Roberta Remy, Internationally Known Artist
September 10-14, 2007
Location: Impact Artists’ Gallery
Tri-Main Center, Suite 545
2495 Main Street
Buffalo, NY 14214
Time: 9:30 am – 3:30 pm
Lunch: 12 noon – 1 pm Bring a bag lunch or
Visit the Bistro Café in Tri-Main Lobby. Fast service.
Fee: $400 Members
TBA Modeling Fee
Limited Class Size. RESERVATIONS WILL BE ACCEPTED IN ORDER OF POSTMARK.
A check for the full amount payable to Impact Artists Gallery must accompany your reservation form. (This includes a $25.00 non-refundable deposit). Enclose a self-addressed STAMPED ENVELOPE for confirmation. There will be no refunds 30 days prior to workshop regardless of reason unless you provide a replacement or the workshop is canceled.

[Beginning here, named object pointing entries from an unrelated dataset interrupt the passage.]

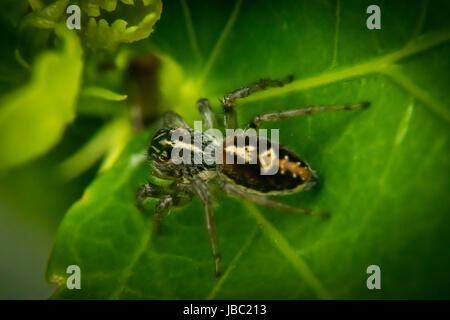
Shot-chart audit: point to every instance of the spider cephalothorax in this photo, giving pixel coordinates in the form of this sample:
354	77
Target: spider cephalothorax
198	162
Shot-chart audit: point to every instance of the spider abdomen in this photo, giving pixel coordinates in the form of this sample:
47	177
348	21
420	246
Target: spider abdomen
274	169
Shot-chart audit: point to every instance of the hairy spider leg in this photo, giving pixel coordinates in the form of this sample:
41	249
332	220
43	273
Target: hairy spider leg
240	193
208	117
275	116
171	119
229	99
201	189
169	196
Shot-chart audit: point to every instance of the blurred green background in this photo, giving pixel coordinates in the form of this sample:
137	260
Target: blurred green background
69	106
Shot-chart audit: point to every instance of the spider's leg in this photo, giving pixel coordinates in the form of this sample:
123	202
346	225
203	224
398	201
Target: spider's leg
161	208
275	116
209	119
237	192
229	99
171	119
165	202
210	220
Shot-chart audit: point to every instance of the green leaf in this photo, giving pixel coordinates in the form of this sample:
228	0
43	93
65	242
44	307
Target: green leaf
103	93
101	33
384	170
33	117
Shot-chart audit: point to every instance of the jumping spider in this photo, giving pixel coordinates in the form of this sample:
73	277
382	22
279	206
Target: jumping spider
242	181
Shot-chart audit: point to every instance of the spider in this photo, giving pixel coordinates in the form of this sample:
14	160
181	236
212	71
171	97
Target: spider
242	180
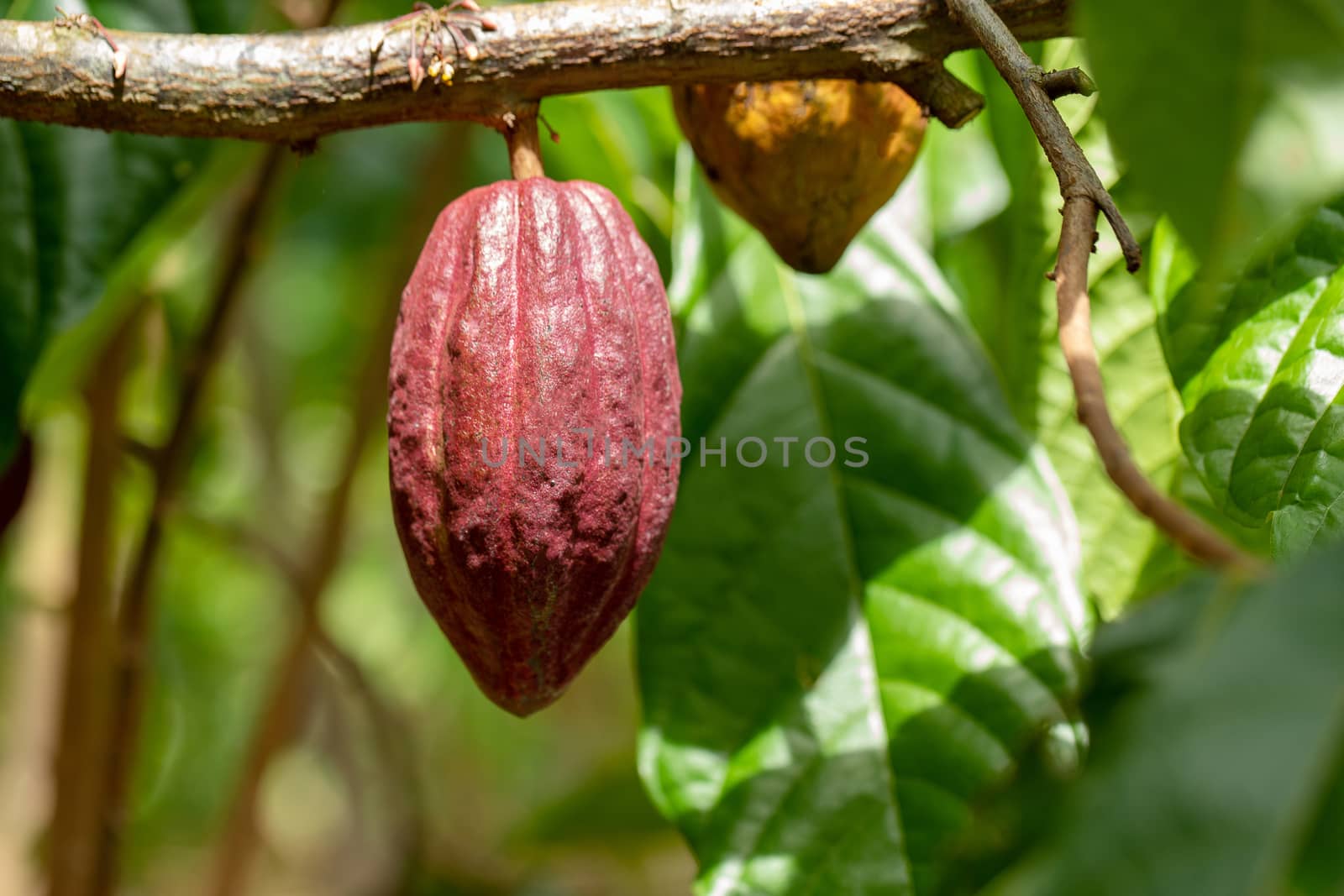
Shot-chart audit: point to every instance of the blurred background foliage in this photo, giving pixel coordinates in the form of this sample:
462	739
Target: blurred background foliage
394	775
546	808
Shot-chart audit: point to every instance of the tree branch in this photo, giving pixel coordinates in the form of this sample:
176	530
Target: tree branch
1180	526
1084	196
1077	176
136	610
296	86
308	579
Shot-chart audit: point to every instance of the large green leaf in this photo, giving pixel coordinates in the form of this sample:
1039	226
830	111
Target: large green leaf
1243	134
1220	761
73	202
1260	364
835	658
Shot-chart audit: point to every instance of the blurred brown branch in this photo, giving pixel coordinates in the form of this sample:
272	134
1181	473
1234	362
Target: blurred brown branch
136	606
312	573
297	86
85	698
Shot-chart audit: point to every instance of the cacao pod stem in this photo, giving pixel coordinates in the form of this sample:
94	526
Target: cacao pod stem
524	145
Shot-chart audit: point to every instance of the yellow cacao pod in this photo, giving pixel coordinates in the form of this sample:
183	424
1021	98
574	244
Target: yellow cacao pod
806	163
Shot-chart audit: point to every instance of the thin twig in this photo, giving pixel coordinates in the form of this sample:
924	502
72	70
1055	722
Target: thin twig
1077	176
293	87
1180	526
1084	196
136	605
1068	82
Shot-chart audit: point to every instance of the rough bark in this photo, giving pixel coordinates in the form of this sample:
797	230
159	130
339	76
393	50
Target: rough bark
296	86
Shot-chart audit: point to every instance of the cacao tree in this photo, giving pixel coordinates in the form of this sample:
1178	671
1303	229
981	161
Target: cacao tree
948	385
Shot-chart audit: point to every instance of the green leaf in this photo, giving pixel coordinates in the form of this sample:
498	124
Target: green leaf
1230	116
1260	364
837	658
1220	747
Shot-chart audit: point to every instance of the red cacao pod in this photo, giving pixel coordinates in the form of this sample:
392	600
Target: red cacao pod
535	312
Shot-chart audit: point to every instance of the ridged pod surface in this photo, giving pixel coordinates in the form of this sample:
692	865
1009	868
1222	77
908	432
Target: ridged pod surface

MAIL TO: Impact Artists Gallery,
Tri-Main Center, Suite 545, Buffalo, NY 14214
For further information contact the Gallery at (716) 835-6817
Award-winning artist Roberta Remy’s work can be found in corporate and private collections
throughout the US, Brazil and Europe, and locally at Vern Stein’s Gallery in Williamsville,
NY. She attended Parsons School of Design, School of Visual Arts and the Art Students
League of New York. She studied painting
with master painters Frank Mason, George
Passantino, David Leffel and Sherrie McGraw,
and drawing and anatomy with Robert Beverly
Hale. She has exhibited at the Albuquerque
Museum of Fine Arts. Remy has been featured
in International Artist’s new book, “How Did
You Paint That? 100 Ways to Paint Still Life
and Florals”, published in January, 2004.
Previously a New York-based illustrator
whose clients included Macmillan Publishing,
Playskool, Cabbage Patch Kids and McDonalds,
she now makes Santa Fe, New Mexico her home
base, where she’s been expanding her teaching activities since 1995.
Remy is a contemporary painter in the realist tradition: she specializes in still life,
figurative, portraiture, interiors and cityscapes. A diversity of subjects is brought to life by a
pursuit of the ideals and excellence of the Old Masters, interpreted in a contemporary spirit.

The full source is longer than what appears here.